Samples of cells (50–100 cells) at each stage can be used to assess the distribution of secretion. Clones that have reduced or stopped secreting can be removed. It is also possible to identify clonal populations beginning to “drift” showing an increased number of low secretors (Figure 3) while the average secretion values indicate the clone is still good. This allows early identification of secretion instability in a clone enabling early termination, often 2–3 weeks before conventional assays can be performed. Since the assay requires a limited sample size and can be accomplished in high throughput, this assessment can be performed throughout the expansion phase as well as into downstream processes.
Generation of high-producing clones using CellXpress on LEAP enables highly parallel direct selection of clones based on criteria important in the final selection of clones for biomanufacturing including high specific productivity, appropriate growth rates, and stable secretion rates over time. Clones can be produced using standard culture medium, maintained in a sterile environment, and clonality can be visually documented automatically.

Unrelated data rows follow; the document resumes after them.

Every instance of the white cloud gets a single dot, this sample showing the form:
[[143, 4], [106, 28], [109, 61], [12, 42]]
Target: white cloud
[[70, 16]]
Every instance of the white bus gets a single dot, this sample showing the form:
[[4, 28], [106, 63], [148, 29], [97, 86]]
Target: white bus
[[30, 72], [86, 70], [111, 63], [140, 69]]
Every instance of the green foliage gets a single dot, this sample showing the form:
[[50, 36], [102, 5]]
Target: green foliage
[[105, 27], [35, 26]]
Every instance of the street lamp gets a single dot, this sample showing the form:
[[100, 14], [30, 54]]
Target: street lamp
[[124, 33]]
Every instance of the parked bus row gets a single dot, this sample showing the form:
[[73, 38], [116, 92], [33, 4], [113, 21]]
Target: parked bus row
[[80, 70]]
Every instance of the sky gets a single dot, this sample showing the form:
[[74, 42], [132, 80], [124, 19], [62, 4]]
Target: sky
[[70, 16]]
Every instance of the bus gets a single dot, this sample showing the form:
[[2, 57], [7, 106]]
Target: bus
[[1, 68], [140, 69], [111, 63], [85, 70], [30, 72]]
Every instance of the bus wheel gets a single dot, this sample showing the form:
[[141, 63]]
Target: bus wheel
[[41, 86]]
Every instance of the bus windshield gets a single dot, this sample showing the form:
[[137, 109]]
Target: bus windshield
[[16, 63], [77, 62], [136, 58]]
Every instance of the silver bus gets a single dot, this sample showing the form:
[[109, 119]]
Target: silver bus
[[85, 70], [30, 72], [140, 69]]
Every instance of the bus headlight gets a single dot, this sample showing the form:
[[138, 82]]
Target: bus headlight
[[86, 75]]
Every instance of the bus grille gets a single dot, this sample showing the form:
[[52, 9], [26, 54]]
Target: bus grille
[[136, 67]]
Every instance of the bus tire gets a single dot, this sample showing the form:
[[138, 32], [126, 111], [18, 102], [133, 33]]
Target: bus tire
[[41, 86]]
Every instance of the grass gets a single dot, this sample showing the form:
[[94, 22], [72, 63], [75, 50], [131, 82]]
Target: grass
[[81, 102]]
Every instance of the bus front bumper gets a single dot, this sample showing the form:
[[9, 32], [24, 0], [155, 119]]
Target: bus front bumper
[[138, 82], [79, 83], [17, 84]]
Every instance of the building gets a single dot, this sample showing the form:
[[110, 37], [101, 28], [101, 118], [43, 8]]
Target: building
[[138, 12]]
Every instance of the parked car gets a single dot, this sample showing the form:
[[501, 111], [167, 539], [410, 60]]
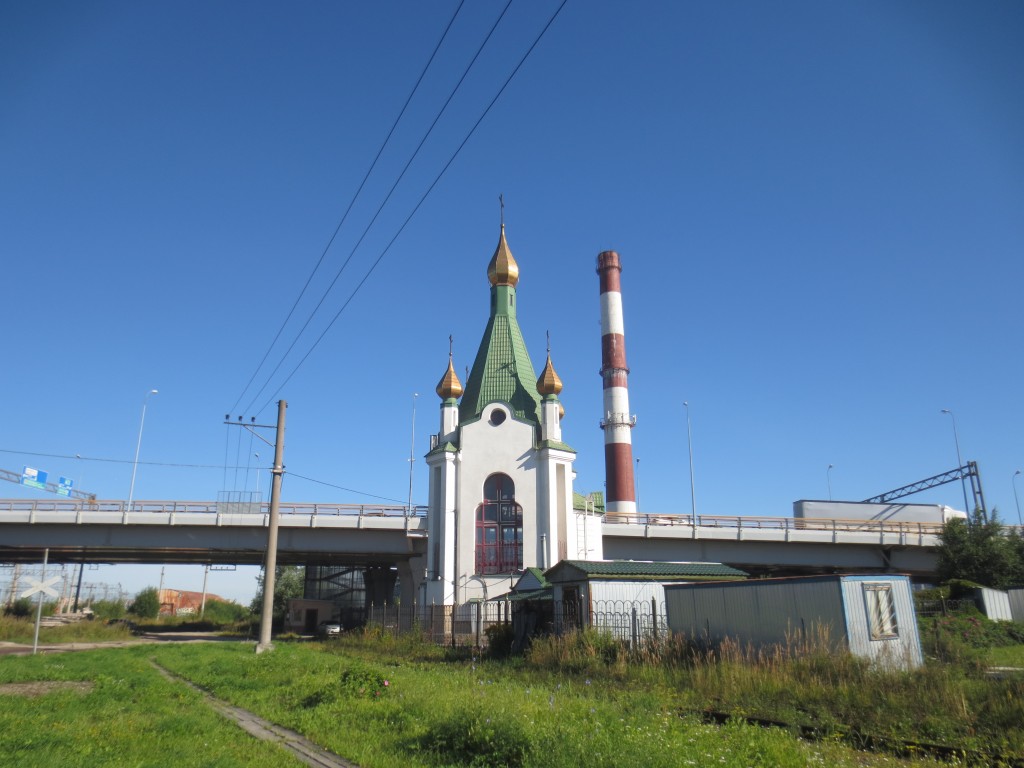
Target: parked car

Experience has shown that over 10-fold higher numbers of highly secreting clones are generated per plate with CellXpress versus standard cloning. Further, CellXpress enables larger selection pools to be screened. A single 384-well plate allows selection of the best 0.1–0.5% of secretors from >75,000 cells. As many as 8–10 plates can be processed in a day enabling more expansive assessment of challenging cloning projects or opening bandwidth to process multiple cloning projects in parallel increasing productivity.
In summary, CellXpress provides significant savings by reducing time to high-value clones, reduced labor and materials costs, and a scale not currently accessible by conventional approaches, offering the potential to reduce risks of project failure due to limited numbers of high-quality clones.